I'm trying to create a datamart for the healthcare application. The facts in the datamart are basically going to be measurements and findings related to heart, and we have 100s of them. Starting from 1000 and can go to as big as 20000 per exam type.
I'm wondering what my design choices for the fact tables are:
Grain: 1 row per patient per exam type.
Some of the choices that I can think of -
1) A big wide fact table with 1000 or more columns.
2) EAV based design - A separate Measure dimension table. This foreign key will go into the fact table and the measure value will be in fact table. So the grain of the fact table will be changed to 1 row per patient per exam type per measurement.
3) Create smaller multiple fact tables per exam type per some other criteria like subgroup. But the end user is going to query across subgroups for that exam type and fact-fact join is not recommended.
4) any other ideas?
Any inputs would be appreciated.
1. A big wide fact table with 1000 or more columns.
One very wide fact table gives end-user maximum flexibility if queries are executed directly in the data warehouse. However some considerations should be taken into account, as you might hit some limits depending on a platform.
SQL Server 2014 limits are as per below:
Bytes per row 8,060. A row-overflow storage might be a solution, however it supports only few column types typically not related to fact nature, i.e. varchar, nvarchar, varbinary, sql_variant. Also not supported in In-Memory OLTP. https://technet.microsoft.com/en-us/library/ms186981(v=sql.105).aspx
Columns per non-wide table 1024. Wide-tables and sparse columns are solution as columns per wide table limit is 30,000. However the same Bytes per row limit applies. https://technet.microsoft.com/en-us/library/cc280604(v=sql.120).aspx
Columns per SELECT/INSERT/UPDATE statement 4,096
Non-clustered indexes per table 999
https://technet.microsoft.com/en-us/library/ms143432(v=sql.120).aspx
2. EAV based design - A separate Measure dimension table. This foreign key will go into the fact table and the measure value will be in fact table. So the grain of the fact table will be changed to 1 row per patient per exam type per measurement.
According to Kimball, EAV design is called Fact Normalization. It may make sense when a number of measurements is extremely lengthy, but sparsely populated for a given fact and no computations are made between facts.
Because facts are normalized therefore:
Extensibility is very easy, i.e. it's easy to add new measurements without the need to amend the data structure.
It's good to extract all measurements for one exam and present measurements as rows on the screen.
It's hard to extract/aggregate/make computation between several measurements (e.g. average HDL to CHOL ration) and present measurements/aggregates/computations as columns, i.e. requires complex WHERE/PIVOTING or multi-joins. SQL makes it difficult to make computations between facts in different rows.

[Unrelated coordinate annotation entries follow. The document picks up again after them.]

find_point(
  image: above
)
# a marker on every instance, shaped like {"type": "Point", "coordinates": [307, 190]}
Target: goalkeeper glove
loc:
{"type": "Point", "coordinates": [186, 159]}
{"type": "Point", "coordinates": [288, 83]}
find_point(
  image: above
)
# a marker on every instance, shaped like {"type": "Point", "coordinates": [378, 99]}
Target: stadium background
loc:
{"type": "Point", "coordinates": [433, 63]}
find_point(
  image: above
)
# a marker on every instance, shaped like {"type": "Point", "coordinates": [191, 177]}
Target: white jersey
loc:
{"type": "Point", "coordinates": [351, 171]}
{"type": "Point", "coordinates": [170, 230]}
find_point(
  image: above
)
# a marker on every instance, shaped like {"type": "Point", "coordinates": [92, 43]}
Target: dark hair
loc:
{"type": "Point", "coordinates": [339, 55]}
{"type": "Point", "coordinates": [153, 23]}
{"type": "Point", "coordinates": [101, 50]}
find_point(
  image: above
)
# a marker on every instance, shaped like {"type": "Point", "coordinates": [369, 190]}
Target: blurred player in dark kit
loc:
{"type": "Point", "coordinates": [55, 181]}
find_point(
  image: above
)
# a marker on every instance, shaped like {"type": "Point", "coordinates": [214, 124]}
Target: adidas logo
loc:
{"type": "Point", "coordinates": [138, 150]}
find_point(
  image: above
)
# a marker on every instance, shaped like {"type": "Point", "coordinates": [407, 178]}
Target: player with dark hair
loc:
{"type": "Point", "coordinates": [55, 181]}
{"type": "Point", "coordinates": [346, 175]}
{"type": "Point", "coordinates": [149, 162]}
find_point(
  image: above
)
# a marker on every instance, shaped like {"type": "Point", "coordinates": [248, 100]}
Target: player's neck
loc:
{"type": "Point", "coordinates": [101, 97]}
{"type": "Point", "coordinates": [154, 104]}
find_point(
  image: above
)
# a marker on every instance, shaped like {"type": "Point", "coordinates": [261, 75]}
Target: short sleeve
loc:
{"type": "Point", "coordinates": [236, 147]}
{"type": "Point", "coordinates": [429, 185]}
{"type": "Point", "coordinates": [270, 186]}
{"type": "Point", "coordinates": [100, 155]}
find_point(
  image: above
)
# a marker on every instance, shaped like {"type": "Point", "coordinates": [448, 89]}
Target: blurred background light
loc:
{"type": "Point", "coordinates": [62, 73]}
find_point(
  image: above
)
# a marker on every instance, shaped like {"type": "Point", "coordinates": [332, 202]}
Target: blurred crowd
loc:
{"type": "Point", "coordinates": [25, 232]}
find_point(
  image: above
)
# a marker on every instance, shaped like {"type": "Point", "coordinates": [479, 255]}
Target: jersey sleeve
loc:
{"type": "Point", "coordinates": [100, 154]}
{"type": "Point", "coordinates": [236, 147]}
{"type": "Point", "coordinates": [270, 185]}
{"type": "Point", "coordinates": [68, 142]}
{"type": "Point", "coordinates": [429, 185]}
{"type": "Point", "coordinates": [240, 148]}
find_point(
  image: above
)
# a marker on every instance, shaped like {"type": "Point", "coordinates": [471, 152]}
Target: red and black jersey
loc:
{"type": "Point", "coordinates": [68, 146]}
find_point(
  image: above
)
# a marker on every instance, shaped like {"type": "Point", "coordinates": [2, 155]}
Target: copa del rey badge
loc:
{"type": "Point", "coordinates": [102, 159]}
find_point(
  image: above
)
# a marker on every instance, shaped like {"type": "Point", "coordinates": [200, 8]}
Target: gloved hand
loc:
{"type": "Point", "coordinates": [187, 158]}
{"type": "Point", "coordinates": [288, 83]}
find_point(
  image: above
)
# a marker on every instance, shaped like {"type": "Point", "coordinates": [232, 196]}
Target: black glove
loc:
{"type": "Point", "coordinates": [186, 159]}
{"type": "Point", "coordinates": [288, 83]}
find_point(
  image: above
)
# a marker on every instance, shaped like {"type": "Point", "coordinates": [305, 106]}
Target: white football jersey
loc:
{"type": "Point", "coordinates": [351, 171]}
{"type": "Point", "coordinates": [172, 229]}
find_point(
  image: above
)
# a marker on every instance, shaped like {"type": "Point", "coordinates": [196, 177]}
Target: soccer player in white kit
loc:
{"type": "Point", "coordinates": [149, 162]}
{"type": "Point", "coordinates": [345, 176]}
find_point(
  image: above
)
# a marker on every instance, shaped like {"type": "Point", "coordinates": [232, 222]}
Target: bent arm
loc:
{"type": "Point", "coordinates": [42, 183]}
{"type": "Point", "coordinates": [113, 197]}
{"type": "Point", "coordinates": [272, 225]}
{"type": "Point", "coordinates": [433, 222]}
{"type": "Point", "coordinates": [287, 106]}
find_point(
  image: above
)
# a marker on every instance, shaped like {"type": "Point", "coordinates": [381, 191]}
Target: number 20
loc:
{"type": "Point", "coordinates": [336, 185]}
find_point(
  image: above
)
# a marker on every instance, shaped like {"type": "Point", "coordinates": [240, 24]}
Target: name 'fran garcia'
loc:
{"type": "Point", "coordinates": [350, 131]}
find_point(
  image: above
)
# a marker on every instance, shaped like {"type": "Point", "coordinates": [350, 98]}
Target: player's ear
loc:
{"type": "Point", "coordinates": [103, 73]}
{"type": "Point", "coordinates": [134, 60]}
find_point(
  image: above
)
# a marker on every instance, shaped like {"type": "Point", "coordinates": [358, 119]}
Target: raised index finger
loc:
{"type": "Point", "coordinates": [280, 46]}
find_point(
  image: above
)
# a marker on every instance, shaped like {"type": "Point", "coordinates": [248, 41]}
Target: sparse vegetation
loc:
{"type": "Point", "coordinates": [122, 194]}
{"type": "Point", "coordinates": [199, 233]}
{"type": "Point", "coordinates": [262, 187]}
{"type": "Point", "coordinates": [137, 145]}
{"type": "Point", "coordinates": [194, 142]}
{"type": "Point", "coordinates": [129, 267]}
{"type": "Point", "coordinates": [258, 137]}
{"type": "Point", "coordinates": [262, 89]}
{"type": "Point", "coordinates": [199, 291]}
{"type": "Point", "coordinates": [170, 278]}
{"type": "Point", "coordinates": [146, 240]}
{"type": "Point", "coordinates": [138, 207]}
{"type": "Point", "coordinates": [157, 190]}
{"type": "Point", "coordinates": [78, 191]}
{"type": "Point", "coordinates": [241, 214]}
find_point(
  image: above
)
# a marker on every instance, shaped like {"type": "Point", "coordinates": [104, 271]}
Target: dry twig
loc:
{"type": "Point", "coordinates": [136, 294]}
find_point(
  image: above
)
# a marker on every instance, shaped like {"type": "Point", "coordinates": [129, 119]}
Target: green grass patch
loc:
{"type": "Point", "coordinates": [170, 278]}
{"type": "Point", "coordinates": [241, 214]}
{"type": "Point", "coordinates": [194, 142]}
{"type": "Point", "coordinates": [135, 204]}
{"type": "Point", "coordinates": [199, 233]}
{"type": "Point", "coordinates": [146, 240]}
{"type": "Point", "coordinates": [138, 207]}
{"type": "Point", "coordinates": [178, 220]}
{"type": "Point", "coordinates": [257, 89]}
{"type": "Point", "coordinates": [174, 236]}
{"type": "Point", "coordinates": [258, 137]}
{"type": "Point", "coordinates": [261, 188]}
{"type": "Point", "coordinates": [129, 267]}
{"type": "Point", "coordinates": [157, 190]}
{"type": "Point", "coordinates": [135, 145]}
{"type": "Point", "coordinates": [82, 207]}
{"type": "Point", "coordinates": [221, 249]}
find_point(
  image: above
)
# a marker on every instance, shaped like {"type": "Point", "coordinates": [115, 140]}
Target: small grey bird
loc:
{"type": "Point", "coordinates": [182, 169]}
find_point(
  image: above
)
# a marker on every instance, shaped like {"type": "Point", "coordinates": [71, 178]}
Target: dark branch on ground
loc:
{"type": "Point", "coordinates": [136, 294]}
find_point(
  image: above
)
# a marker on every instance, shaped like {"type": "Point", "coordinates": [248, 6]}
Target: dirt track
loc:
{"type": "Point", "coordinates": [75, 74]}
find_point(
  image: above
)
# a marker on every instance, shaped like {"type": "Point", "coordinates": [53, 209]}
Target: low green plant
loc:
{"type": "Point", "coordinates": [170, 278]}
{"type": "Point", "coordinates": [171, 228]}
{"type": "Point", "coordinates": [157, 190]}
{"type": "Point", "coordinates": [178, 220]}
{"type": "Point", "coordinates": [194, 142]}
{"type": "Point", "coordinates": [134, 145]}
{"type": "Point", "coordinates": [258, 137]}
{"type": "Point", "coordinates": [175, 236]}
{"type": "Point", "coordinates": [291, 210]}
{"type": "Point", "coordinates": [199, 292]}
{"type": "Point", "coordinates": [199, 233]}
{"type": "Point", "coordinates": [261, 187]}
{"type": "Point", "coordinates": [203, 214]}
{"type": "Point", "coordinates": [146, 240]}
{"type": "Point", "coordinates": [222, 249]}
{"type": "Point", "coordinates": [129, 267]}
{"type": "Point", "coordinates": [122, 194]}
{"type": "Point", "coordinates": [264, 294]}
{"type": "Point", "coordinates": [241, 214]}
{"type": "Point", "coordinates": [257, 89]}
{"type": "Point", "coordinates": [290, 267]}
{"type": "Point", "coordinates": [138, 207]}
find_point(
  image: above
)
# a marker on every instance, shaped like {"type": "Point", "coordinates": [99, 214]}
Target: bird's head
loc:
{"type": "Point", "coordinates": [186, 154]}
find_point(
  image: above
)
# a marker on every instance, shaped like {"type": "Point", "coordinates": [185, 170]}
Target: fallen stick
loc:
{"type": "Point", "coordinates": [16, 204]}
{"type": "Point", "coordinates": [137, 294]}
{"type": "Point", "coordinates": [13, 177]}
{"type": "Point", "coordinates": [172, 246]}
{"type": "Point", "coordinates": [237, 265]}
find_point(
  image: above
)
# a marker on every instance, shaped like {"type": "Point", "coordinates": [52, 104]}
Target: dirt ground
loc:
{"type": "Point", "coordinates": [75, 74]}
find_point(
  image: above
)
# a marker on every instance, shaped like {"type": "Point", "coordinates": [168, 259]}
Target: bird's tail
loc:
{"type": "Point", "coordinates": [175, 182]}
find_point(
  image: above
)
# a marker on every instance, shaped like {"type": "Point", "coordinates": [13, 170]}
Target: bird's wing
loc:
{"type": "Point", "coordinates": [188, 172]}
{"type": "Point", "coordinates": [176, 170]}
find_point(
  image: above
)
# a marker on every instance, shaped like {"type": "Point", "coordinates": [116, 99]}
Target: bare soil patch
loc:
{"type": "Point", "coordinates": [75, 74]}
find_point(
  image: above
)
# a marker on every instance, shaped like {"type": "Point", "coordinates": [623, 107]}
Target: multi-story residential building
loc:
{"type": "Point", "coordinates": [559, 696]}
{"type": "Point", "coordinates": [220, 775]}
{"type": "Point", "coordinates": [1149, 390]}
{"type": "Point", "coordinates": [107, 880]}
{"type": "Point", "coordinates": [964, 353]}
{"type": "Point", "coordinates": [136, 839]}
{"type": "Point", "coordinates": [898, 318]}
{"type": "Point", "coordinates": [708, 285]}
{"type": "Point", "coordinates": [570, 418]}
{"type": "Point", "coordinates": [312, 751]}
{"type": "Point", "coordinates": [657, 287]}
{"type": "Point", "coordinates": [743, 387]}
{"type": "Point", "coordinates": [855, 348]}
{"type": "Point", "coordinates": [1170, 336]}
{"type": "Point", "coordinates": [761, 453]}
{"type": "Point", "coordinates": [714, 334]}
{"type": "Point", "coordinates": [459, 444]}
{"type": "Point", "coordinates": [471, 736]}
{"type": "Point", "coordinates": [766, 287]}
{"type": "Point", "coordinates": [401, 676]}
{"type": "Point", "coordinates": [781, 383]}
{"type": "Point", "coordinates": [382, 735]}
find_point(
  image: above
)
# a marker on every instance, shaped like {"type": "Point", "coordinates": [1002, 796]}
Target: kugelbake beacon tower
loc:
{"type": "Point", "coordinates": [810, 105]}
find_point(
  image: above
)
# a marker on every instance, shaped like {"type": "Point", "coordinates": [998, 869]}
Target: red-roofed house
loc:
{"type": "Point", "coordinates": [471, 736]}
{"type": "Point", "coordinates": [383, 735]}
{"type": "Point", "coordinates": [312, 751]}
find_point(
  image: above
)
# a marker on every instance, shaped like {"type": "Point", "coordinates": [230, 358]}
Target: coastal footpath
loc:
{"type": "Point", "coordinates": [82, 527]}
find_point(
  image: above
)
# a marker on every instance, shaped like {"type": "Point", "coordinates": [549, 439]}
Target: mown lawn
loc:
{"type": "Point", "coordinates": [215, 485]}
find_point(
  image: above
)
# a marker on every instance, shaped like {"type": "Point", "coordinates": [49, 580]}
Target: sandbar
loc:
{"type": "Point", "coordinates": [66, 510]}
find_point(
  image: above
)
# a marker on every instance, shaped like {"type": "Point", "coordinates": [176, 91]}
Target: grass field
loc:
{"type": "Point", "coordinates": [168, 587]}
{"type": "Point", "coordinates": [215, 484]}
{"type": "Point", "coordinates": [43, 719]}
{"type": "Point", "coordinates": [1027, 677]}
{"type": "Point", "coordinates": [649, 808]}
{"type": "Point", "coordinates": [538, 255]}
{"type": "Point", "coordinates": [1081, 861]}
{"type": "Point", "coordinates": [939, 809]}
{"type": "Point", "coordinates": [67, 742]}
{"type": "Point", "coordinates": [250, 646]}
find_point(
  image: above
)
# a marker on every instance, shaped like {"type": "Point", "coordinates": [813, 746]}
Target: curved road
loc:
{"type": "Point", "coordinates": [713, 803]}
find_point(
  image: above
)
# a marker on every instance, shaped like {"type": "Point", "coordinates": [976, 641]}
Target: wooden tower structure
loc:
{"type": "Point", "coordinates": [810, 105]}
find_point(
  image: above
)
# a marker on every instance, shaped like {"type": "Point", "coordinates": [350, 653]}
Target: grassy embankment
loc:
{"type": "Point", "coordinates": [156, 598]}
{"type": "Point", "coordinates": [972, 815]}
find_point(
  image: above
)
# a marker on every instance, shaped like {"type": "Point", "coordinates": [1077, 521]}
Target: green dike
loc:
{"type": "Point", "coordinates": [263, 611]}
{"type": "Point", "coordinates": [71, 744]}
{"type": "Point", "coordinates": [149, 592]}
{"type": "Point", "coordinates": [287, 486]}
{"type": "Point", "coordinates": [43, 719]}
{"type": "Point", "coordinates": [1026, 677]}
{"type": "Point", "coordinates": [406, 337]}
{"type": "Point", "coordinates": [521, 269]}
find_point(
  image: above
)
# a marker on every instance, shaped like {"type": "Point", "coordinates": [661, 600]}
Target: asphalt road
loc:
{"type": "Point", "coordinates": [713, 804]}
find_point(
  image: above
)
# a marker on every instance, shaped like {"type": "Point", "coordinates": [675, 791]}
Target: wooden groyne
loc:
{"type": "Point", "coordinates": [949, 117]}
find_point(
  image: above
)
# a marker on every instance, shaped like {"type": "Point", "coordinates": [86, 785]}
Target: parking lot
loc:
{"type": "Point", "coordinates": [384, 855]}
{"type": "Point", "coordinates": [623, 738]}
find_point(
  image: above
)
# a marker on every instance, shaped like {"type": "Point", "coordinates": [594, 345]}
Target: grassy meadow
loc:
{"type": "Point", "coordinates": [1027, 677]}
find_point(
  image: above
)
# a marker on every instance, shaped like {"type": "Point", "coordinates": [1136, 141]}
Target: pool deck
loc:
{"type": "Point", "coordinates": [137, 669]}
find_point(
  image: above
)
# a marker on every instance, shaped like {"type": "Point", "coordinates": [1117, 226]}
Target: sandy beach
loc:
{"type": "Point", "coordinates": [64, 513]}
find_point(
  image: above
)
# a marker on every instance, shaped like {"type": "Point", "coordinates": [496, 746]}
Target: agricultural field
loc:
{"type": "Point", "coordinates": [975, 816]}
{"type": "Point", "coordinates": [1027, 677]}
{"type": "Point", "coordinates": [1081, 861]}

If primary end-user platform is an OLAP cube then Fact Normalization makes sense. The cubes allows to make computation across any dimension.
Data importing could be an issue if data format is in a flat style CSV.
This questions is also discussed here Should I use EAV model?.
3) Create smaller multiple fact tables per exam type per some other criteria like subgroup. But the end user is going to query across subgroups for that exam type and fact-fact join is not recommended.
In some scenarios multiple smaller fact tables perfectly makes sense. One of the reason is if you hit some physical limits set by platform, e.g. Bytes per row.
The facts could be grouped either by subject area, e.g. measurement group/subgroup, or by frequency of usage. Each table could be placed on a separate file group and drive to maximize I/O.
Further, you could duplicate measurements across different fact tables to reduce the need of fact tables join, i.e. put one measurement in a specific measurement subgroup fact table and in frequently used measurement fact table.
However some considerations should be taken into account if there are some specific requirements for data loading. For example, if a record errors out in your ETL to one fact table, you might want to make sure that the corresponding records in the other fact tables are deleted and staged to your error table so you don't end up with any bogus information. This is especially true if end users have their own calculations in the front end tool.
If you use OLAP cubes then multiple fact tables actually becomes a source of a measure group to a specific fact table.
In terms of fact-to-fact join, you (BI application) should never issue SQL that joins two fact tables together across the fact table’s foreign keys. Instead, the technique of Drilling Across two fact tables should be used, where the answer sets from two or more fact tables are separately created, and the results sort-merged on the common row header attribute values to produce the correct result.
More on this topic: http://www.kimballgroup.com/2003/04/the-soul-of-the-data-warehouse-part-two-drilling-across/
4) any other ideas?
SQL XML or some kind NoSQL could be an option, but the same querying / aggregation / computation / presentation issues exist.